AbdulAlhazred
Legend
I have mixed feelings, in that the replacement, 2e's "its a story, but totally on the DM's shoulders to railroad it into working" was NOT an improvement, lol.It spurred on a whole industry perhaps because of that ... The RQ game came out VERY quickly with rules designed to among other things perhaps better reflect someone from SCAs idea of that combat was like due to their dissatisfaction with D&D but that game also lacked larger than life heroism that the advancing hit point mechanic enables, and which at least higher level characters of D&D certainly seem intended to reflect. Rqs highest level characters could still very much die in one sword/dagger/arrow hit.
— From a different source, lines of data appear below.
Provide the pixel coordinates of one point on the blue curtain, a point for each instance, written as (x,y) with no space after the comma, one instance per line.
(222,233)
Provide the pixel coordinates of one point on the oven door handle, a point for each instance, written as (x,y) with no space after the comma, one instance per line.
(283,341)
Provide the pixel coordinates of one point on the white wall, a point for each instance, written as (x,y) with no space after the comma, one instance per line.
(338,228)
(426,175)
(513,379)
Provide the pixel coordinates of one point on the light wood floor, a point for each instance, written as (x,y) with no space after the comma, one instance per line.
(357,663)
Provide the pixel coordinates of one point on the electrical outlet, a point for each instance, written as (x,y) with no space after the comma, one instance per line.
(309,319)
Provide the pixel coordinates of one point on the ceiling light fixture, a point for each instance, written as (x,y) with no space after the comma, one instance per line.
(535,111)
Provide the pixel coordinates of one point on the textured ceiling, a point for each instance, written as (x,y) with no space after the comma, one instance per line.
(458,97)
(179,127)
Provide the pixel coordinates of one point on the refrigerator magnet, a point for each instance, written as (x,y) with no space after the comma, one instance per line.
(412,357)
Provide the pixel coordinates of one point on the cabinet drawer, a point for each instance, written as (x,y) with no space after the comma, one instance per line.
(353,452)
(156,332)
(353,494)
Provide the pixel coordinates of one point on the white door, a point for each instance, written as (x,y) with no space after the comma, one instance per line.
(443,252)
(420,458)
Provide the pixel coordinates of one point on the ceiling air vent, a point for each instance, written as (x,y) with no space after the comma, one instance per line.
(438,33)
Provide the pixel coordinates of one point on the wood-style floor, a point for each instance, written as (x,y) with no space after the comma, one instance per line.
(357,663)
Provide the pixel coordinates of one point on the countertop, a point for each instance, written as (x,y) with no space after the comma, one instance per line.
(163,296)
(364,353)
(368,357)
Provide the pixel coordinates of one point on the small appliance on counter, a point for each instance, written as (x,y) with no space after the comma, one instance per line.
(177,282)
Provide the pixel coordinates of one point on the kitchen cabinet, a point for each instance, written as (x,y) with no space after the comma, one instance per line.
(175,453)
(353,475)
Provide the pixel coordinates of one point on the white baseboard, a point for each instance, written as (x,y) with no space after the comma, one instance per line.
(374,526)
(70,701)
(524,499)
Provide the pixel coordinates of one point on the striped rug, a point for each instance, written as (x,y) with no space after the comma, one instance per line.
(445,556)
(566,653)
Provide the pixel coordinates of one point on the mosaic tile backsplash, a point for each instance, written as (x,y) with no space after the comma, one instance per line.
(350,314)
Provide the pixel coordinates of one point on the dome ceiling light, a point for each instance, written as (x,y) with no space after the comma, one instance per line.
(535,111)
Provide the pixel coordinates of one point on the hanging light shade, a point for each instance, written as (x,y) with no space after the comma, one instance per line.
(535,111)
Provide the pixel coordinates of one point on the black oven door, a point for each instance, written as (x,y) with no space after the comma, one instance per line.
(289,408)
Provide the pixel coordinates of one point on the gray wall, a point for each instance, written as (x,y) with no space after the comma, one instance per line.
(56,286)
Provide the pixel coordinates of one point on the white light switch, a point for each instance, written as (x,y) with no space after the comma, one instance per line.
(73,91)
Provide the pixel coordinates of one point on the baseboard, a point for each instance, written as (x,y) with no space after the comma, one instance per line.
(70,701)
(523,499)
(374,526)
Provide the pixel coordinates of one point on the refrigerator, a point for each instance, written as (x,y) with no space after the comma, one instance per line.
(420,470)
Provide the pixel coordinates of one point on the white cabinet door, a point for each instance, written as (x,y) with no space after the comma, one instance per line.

D&Ds potential for representing larger than life seemed its virtue and I find D&D my favorite in spite of flaws.
One is more likely stuck playing 5e at this point in time, the entire "skilled play" from 1e era just felt irksome and included foibles like the (notepad of standard rote behaviors and DM reading as a skill) and I seem vulnerable to branching off into the issues around that, think I will just unfollow this thread.
I mean, I agree with you, D&D's strongest suit is the leveling advancement system that promises you can become a really fantastically powerful character. RQ definitely doesn't have that, I don't recall that you can ever get physically tougher for instance in BRP. You gain skill, to the point where maybe that plus your gear will mostly let you make light of minor threats, but stronger opponents never really become minor threats. I have to laugh though about people thinking RQ promised 'more realistic' combat. There was a famous article I recall reading where a guy calculated what would happen if 100 RQ swordsmen fought each other. It turns out most deaths would be from critical misses (people killing themselves or their allies). It was a strange game.